Also from Tinybop, The Human Body presents kids with an explorable human body that is neither cartoonish nor gory. You can toggle on or off the text labels that identify the systems and organs, but no reading is required to get deep into the app. Kids can watch a mouth chew food and swallow drink, slide into a stomach breaking down food, and follow flashing nerve signals as they race up to the brain. The app is aimed at ages 6 through 8, but younger kids who are building familiarity with anatomy and the body can easily interact with the organs and systems.

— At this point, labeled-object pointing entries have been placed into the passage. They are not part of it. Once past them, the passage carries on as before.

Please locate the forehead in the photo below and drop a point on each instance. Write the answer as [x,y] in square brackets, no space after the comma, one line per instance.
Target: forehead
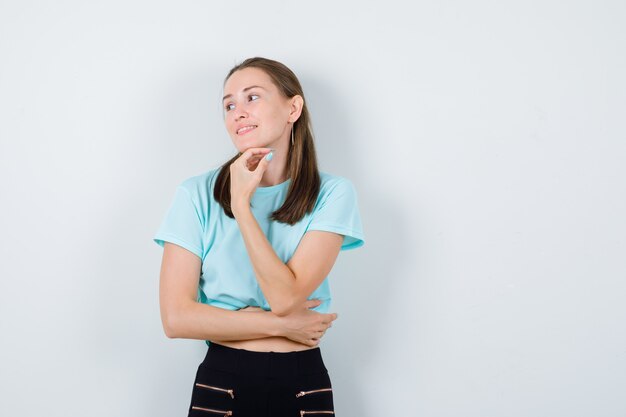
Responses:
[245,78]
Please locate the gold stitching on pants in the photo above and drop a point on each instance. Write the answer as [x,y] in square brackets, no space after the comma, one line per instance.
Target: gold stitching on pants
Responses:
[210,410]
[229,391]
[303,393]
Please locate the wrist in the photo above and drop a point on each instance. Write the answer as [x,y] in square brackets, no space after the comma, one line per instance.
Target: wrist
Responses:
[277,327]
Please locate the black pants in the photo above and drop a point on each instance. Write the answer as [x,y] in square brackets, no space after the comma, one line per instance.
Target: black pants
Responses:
[245,383]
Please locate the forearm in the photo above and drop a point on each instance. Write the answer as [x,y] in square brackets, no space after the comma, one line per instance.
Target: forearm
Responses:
[200,321]
[276,280]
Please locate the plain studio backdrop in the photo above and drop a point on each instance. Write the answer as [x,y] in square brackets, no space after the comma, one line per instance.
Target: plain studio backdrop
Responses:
[486,141]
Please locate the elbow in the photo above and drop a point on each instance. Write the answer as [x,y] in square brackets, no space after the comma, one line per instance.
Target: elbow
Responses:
[283,309]
[170,324]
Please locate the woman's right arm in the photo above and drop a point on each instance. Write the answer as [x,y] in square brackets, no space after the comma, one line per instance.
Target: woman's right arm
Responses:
[183,317]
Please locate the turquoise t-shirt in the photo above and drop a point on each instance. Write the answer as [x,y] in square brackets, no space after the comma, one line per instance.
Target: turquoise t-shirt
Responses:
[197,222]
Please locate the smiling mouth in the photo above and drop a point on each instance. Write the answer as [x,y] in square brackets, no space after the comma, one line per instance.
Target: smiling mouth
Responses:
[246,129]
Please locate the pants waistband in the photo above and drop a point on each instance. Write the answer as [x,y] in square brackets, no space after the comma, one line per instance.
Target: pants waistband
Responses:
[270,364]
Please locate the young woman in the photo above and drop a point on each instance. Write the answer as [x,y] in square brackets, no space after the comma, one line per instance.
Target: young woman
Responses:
[248,247]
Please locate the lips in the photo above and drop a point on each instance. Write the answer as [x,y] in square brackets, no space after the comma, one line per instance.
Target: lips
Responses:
[245,129]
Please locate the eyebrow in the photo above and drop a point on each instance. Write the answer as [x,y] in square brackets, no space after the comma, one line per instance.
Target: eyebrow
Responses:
[245,89]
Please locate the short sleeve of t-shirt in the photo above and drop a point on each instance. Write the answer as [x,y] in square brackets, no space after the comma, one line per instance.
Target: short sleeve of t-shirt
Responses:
[182,224]
[339,212]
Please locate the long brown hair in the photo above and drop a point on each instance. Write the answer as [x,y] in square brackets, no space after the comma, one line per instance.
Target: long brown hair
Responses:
[301,159]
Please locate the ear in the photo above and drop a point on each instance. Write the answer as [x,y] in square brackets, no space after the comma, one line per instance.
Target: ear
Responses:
[295,109]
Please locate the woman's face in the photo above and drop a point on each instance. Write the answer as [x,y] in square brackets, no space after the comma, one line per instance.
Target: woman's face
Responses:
[256,114]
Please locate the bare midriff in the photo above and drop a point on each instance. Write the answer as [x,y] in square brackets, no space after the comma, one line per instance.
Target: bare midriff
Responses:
[266,344]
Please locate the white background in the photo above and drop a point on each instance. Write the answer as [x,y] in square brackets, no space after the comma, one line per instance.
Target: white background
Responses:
[486,143]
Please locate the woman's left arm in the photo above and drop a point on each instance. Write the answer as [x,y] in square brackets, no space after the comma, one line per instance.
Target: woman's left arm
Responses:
[285,286]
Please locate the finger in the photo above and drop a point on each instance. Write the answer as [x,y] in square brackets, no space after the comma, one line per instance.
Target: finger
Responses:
[250,152]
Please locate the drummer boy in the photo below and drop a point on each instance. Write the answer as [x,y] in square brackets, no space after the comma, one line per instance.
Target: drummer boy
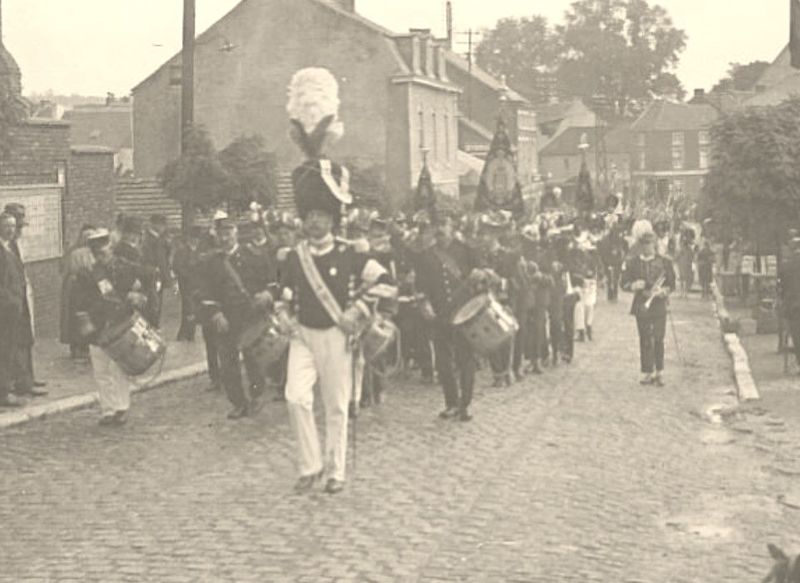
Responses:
[104,296]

Created by electronic-music pioneer Morton Subotnick, Pitch Painter gives you a blank canvas on which you can "finger paint" musical notes. You select from instrument groupings representative of different musical cultures, and dab and swipe notes across the screen. As you layer instruments, the basic principles of note value, scales, and melody are visually illustrated on the screen. It's a novel way to introduce kids aged 3 to 5 to open-ended musical experimentation and to the sounds of instruments from around the world, even if they can't yet read music.
Toca Tea Party from Toca Boca turns an iPad into a digital tea party, and the app is notable above all in its restraint: You get a few choices (tablecloths, dishes, and treats) for setting your tea table, and the rest is up to your imagination. It has no objective beyond pouring drinks, munching treats, and wiping up spills, and the app has a built-in end point: Once you've eaten the treats, the table clears itself and the dishes drop into a sink, ending the party. The app merely sets a scene, and the primary play comes from the conversation (whether with real-life or imaginary companions) and the pretending that accompany it.